Studies on acupuncture effects commonly face serious methodological limitations. Thus far, there is no universally accepted sham acupuncture method. Inert and indistinguishable control and placebo models are difficult to establish for nonpharmacologic interventions, and acupuncture is no exception. Although several studies on the potential usefulness of acupuncture have been published, most of them have inconclusive results because of issues including study design, sample size, use of inappropriate control groups, and other factors. Nevertheless, data supporting physiologic mechanisms for the benefits of acupuncture, regardless of the placebo effect, have been reported in the literature.57

However, despite the high incidence of CPP caused by AMPS, no studies addressing diagnosis and treatment associated with alternative therapies, including acupuncture, for these entities have been published.
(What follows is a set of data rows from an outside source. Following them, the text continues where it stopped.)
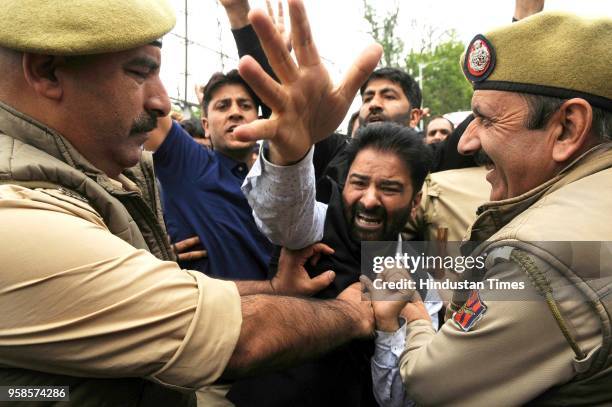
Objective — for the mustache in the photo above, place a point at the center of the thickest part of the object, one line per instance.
(144, 123)
(379, 211)
(481, 158)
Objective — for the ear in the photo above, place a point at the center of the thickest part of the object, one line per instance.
(39, 71)
(415, 117)
(205, 125)
(416, 202)
(571, 128)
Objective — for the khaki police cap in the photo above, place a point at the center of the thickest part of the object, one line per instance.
(80, 27)
(552, 54)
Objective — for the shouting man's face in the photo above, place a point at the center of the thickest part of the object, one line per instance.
(378, 196)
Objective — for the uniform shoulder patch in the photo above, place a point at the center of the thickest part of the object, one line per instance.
(471, 312)
(479, 60)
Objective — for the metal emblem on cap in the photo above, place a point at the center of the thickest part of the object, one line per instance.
(479, 60)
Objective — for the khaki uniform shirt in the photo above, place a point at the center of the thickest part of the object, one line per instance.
(77, 300)
(516, 351)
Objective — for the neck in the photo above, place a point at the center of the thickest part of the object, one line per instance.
(238, 155)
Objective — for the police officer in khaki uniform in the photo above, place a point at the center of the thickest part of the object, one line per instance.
(90, 296)
(543, 130)
(543, 111)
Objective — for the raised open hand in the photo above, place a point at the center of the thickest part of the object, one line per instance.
(306, 106)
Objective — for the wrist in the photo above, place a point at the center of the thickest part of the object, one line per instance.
(238, 15)
(282, 157)
(361, 323)
(387, 324)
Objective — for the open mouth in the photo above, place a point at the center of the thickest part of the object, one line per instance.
(374, 119)
(368, 221)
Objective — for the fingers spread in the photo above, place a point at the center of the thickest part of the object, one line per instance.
(301, 36)
(359, 72)
(262, 129)
(270, 11)
(268, 90)
(272, 43)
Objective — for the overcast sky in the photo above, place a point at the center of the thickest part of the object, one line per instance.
(338, 28)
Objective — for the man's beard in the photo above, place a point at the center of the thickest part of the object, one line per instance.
(144, 123)
(391, 226)
(402, 119)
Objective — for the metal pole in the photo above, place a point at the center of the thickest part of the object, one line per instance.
(421, 65)
(186, 54)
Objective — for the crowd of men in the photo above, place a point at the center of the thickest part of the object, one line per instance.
(153, 261)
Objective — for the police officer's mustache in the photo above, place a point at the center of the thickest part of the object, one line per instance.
(144, 123)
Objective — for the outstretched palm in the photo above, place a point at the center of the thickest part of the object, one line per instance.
(306, 106)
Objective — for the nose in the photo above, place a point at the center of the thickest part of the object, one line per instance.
(469, 143)
(235, 112)
(375, 104)
(157, 100)
(369, 199)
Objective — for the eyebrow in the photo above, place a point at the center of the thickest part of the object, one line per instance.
(360, 177)
(239, 100)
(143, 61)
(391, 183)
(389, 90)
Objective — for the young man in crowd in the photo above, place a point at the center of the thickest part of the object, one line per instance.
(90, 295)
(201, 187)
(544, 137)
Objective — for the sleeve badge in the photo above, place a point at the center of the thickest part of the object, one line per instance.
(470, 313)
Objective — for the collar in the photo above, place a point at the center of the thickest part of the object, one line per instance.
(238, 168)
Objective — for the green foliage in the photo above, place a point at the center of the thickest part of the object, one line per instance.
(444, 87)
(383, 32)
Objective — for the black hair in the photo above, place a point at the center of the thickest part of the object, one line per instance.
(407, 83)
(542, 108)
(194, 127)
(403, 141)
(219, 79)
(349, 128)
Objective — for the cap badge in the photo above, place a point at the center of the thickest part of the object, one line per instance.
(480, 59)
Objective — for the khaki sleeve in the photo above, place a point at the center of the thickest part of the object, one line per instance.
(512, 354)
(77, 300)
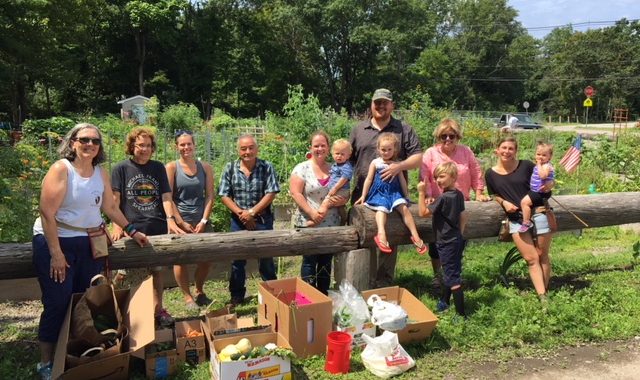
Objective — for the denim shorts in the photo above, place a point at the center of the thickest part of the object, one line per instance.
(540, 220)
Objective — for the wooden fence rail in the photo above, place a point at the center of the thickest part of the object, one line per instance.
(597, 210)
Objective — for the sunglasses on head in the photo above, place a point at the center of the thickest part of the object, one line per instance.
(87, 140)
(446, 137)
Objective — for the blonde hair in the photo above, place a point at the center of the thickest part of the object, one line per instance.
(447, 168)
(392, 138)
(448, 123)
(342, 143)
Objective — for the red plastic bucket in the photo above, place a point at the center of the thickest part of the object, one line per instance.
(338, 352)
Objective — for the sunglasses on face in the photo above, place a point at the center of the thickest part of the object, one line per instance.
(446, 137)
(87, 140)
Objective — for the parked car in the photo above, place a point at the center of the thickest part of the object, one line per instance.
(524, 121)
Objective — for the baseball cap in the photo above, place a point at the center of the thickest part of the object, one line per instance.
(382, 93)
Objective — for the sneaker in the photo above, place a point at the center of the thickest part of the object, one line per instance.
(44, 370)
(544, 302)
(524, 227)
(436, 283)
(164, 318)
(203, 300)
(442, 306)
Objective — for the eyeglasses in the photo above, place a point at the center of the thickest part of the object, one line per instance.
(446, 137)
(87, 140)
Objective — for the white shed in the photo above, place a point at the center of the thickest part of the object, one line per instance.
(133, 108)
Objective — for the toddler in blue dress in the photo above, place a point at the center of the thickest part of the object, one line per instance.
(385, 196)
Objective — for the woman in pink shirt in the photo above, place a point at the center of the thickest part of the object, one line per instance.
(448, 134)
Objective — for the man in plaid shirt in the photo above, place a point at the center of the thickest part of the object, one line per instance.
(247, 187)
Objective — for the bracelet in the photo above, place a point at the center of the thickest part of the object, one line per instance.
(129, 228)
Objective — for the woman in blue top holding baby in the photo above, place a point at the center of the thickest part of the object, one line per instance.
(339, 179)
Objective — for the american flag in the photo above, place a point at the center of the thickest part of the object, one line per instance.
(571, 159)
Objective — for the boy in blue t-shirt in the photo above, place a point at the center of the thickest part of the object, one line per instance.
(339, 179)
(449, 219)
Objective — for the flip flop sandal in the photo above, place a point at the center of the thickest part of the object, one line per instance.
(421, 248)
(382, 246)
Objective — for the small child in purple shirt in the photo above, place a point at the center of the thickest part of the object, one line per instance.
(542, 173)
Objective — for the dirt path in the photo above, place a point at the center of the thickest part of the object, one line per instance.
(618, 360)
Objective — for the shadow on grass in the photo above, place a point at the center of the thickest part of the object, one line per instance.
(571, 282)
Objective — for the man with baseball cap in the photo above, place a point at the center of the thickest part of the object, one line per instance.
(364, 140)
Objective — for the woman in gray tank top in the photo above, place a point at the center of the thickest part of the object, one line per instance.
(193, 194)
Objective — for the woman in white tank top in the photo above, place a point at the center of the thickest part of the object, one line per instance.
(74, 192)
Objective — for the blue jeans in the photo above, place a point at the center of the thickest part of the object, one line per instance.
(56, 295)
(316, 270)
(267, 266)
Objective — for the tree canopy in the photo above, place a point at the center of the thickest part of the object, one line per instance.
(59, 56)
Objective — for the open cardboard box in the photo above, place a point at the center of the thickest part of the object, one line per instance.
(267, 367)
(304, 323)
(190, 349)
(421, 320)
(161, 364)
(222, 323)
(357, 331)
(136, 306)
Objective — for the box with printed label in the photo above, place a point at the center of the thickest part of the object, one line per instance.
(422, 321)
(298, 311)
(160, 357)
(136, 306)
(190, 343)
(269, 367)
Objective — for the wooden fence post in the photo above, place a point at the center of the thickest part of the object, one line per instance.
(353, 266)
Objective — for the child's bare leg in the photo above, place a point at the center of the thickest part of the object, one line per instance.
(525, 206)
(407, 218)
(342, 210)
(381, 221)
(324, 206)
Thus, this initial research is based on studies that have addressed acupuncture treatment for patients with AMPS in other areas, primarily the trapezius muscle and the lumbar spine. The current lack of reproducible trials of acupuncture treatments for AMFS necessarily creates treatment protocols that are considered experimental. Implementation of such protocols as standard treatments is dependent directly on the success rates of such studies. Although the sample size in the present study was considered too small for statistical significance, these preliminary results should suffice to recommend performing randomized controlled trials of acupuncture treatment for women with CPP caused by AMPS, as data analysis using both VAS and the McGill Questionnaire showed clinical pain relief, even as the medical community continues to accept local anesthetic blockade as a standard treatment with a known failure rate.

The current authors believe that there is no single optimal therapy for every patient. It is crucial to perform a comprehensive assessment of any woman with CPP/AMPS, covering not only physical, but also psychologic aspects, and to use a multidisciplinary treatment approach, thereby limiting symptom recurrence and improving the quality of life of these patients.

Conclusions

The analysis of in the present study revealed that acupuncture treatment as an alternative method was feasible for women in the sample with the diagnosis of CPP secondary to AMPS refractory to local injection, particularly for pain relief and QoL improvement. Further studies conducting comprehensive assessments are necessary, and the current authors believe that RCTs are warranted for patients with CPP secondary to AMPS, with the aim to providing an effective complementary therapy that is less-invasive, less-costly, and of proven benefit for pain relief and improved QoL.

Acknowledgments

This research, as well as the free and informed consent term, were approved by the Ethics Committee of the Hospital das Clínicas of Ribeirao Preto under Process Number: HCRP 14301/2010. This research was registered with Rebec under number RBR-4Y8VD2, on June 19, 2017, at 09:52, recorded retrospectively.

Author Disclosure Statement

The authors declare that they have no competing interests.